Monday, July 13, 2015

Coping mechanisms


My ex had an uncanny sense of timing.  He always waited to spring the big one on me at the exact worst moment.  I kind of doubt he did this on purpose. I'd like to think he would never have been that mean, but if it was not on purpose then I suppose it was even worse, because a natural instinct for that kind of thing is pretty awful to contemplate.

The divorce was a coup de grace that almost paled next to many other things, yet it left me needing to redefine myself just before I turned fifty.

I rode my bike and played my piano all the way through it and I hauled that piano with me through six more back breaking moves.  Why?  Because it had been my coping mechanism since I was a child.  A simple line of black and white keys could carry me from despair to peace given enough time and the strength of my fingers.
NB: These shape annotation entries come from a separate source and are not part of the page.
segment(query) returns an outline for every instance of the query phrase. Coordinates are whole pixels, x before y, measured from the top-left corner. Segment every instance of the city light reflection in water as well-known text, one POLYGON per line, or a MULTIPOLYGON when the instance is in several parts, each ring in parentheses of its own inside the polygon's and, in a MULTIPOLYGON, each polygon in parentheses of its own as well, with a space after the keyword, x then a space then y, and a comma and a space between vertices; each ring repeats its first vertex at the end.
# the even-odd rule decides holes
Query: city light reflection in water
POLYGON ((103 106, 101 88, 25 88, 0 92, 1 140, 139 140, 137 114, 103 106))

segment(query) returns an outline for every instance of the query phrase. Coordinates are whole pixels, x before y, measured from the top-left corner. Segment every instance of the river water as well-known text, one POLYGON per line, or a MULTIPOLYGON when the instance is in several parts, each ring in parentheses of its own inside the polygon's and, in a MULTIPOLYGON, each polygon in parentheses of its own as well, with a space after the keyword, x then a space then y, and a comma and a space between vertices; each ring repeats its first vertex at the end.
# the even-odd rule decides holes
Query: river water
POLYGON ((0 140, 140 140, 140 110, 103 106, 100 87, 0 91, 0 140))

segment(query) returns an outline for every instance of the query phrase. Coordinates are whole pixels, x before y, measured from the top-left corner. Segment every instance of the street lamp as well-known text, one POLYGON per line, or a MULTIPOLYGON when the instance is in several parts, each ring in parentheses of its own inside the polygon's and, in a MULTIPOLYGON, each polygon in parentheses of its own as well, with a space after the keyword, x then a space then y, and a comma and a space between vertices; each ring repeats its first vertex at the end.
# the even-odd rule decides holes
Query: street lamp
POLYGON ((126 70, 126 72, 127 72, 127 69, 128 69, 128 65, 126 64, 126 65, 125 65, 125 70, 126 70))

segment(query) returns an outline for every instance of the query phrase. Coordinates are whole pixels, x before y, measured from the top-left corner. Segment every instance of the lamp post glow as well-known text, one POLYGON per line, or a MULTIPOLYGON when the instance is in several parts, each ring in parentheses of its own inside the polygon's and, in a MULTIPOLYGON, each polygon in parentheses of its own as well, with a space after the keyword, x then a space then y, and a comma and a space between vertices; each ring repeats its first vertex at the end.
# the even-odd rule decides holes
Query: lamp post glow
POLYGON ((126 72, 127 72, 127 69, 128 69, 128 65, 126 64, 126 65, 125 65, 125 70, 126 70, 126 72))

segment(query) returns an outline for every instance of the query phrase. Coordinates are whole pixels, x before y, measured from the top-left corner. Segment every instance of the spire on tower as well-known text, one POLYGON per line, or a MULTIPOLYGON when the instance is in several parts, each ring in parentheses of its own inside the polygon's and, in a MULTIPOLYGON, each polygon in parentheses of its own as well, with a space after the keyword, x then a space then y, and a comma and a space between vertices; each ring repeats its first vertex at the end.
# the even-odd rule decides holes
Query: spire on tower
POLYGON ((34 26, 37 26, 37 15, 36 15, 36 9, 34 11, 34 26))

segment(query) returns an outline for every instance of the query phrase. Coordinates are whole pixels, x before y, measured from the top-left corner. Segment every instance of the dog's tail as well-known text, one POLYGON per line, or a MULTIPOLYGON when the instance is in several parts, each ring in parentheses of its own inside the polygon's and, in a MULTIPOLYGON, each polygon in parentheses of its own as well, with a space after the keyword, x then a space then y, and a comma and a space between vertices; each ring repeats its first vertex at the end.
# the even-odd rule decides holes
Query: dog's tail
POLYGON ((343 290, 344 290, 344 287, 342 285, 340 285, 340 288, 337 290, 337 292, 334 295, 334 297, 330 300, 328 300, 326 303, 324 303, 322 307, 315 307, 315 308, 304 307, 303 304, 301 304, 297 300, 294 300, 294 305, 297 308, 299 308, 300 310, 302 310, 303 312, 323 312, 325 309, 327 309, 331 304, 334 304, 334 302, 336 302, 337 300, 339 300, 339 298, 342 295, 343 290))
When the piano was gone I could still get out into nature.  A walk in the woods, alone with trees and rivers and sweet blue cornflowers nodding their heads,  gave me a place to write and think and balance my thoughts against something so much bigger than me.

The bike was the last to go, or so I thought.  No more mind numbing rides at top speeds down the bike trail out in the country where flat fields allowed me to feel free, if only for a while.

But I was wrong.  The universe, in some perverse need to try me to the nth degree, took away all my freedom when I munged up my left foot nearly four months ago.  No more walking in the woods, no more unnecessary walking anywhere.  In fact I have barely even walked to my mailbox, or shopped in those months.

Every coping mechanism I have had in my life is gone except writing right now.  And sometimes that is difficult to hold onto too.  I wonder what people do when they don't know what to do?

(But that is certainly not a challenge!  I have no desire to lose any more.)